As citizens, we should all be thankful Ivanka is coming to town. She’s the mostly sensible, contained Trump, a sea of calm as icily perfect as Elsa in “Frozen.” During the campaign, the favorite Trump became the antidote to her bumptious father’s intemperate remarks, even though she never directly rebuked him. Dad may have been caught in video laughing about groping women and calling them hideous names, but how bad could he be if she loved him? She told female voters how her father had “total respect for women,” how good he was to those who worked for him and how devoted she was to advancing women’s issues such as paid family leave. She gave a boffo speech at the convention in a sheath that would sell out on her website that night, after a performance her father rated a “10.” Against all odds, he won the white women’s vote.

While we saw a lot of Ivanka standing by her man, we didn’t get to know her. One place to look for clues is her 2009 book “The Trump Card: Playing to Win in Work and Life.” It’s not meant to be revealing — it’s a self-help book — but it does give a glimpse of the torment of being the Daughter Of. Before she hands out advice — don’t be late, wear cologne, reek of street food or dress casually — she tries to convince her reader that she’s just like the rest of us.

“We’ve all been dealt a winning hand and it is up to each of us to play it right and smart.” Hmmm.

She has no choice but to concede that she had “the great good fortune to be born into a life of wealth and privilege,” but she’s determined to convince us that starting at the top was not “any kind of birthright or foregone conclusion” and comes with a lot of disadvantages.

It’s just a page later that she describes starting at the top and attending her first meeting at Trump Entertainment Resorts at 25, the youngest director of a publicly traded company. She’s nervous, of course, but that’s because her leg up is an enormous burden she had to overcome. Think of Brad Pitt complaining about his good looks. Later, sensing the futility of this argument, she orders the reader who might resent her good fortune to just “Get over it.”

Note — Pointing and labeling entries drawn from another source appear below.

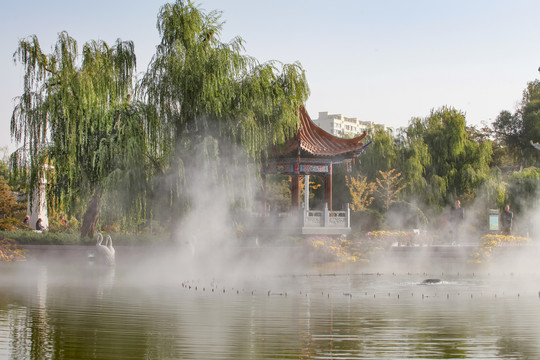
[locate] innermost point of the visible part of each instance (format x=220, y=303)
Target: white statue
x=106, y=253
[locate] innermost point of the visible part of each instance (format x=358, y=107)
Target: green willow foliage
x=201, y=87
x=75, y=114
x=439, y=147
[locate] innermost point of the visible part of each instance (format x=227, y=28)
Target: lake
x=175, y=307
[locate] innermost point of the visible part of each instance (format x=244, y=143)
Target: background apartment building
x=339, y=125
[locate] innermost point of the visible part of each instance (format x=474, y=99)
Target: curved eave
x=318, y=142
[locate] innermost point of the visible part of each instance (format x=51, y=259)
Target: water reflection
x=52, y=311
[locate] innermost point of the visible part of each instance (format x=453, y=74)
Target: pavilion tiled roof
x=314, y=140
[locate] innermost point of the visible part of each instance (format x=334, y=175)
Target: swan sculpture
x=106, y=253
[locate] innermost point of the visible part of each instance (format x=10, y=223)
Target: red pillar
x=295, y=192
x=328, y=190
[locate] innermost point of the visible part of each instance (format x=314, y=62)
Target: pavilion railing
x=327, y=218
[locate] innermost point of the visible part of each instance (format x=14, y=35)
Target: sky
x=385, y=61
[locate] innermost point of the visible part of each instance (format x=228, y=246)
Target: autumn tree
x=389, y=185
x=361, y=192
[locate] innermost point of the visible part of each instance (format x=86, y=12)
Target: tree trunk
x=88, y=227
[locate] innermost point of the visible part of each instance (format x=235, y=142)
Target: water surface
x=78, y=310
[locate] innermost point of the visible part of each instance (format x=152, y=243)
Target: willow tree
x=208, y=93
x=75, y=115
x=453, y=164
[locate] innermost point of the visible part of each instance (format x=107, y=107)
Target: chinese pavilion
x=313, y=151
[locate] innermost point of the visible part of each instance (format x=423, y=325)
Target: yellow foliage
x=361, y=192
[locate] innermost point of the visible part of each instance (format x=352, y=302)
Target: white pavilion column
x=38, y=208
x=306, y=193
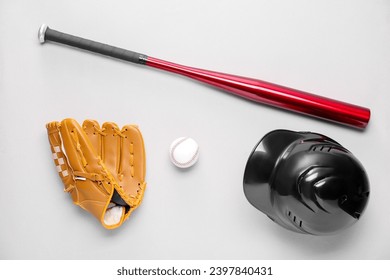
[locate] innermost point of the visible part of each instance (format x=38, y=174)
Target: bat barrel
x=273, y=94
x=256, y=90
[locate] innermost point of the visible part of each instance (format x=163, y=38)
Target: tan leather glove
x=102, y=168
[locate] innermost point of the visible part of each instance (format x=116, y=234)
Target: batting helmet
x=306, y=182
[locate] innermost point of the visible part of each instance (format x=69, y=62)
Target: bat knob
x=41, y=33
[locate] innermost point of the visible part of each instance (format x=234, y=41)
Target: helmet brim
x=261, y=165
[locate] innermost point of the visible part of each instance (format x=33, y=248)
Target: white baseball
x=184, y=152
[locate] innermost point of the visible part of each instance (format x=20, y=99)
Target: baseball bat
x=252, y=89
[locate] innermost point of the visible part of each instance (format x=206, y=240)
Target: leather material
x=95, y=162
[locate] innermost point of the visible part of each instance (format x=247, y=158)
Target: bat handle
x=47, y=34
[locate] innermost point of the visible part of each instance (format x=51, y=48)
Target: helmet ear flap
x=312, y=184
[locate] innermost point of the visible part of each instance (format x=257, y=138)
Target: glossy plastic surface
x=274, y=95
x=306, y=182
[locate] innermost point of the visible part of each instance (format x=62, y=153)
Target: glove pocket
x=93, y=197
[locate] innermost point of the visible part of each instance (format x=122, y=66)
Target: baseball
x=184, y=152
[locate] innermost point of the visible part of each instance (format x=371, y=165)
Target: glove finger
x=94, y=133
x=133, y=161
x=111, y=143
x=81, y=154
x=60, y=159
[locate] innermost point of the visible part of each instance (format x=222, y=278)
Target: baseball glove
x=102, y=168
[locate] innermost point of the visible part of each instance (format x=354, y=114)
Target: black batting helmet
x=306, y=182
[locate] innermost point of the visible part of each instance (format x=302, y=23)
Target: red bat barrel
x=272, y=94
x=256, y=90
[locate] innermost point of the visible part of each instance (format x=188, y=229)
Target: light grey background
x=339, y=49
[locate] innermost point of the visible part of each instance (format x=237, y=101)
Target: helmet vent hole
x=294, y=219
x=343, y=199
x=321, y=148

Whatever her title — Trump’s lawyers claim anti-nepotism rules do not apply to West Wing positions — it’s not because she’s a crack real estate and fashion maven that she will be a heartbeat or two away from the presidency. Although the book was written when the birther movement and the White House were just a twinkle in her father’s eye, she recounts her early training for her upcoming role of acting First Lady. When it came time to greet party guests at Trump Tower, Ivanka’s mother (Trump’s first wife Ivana) would make herself scarce. Ivanka “learned to be a good and gracious host” by rushing happily to answer the door in my mother’s absence. … so that I’d barely notice when my mother finally made her appearance.”

If her stepmother, Melania, ever moves to the White House, she will undoubtedly notice. In the meantime, Ivanka may make a good substitute as first lady and make Kalorama great (again).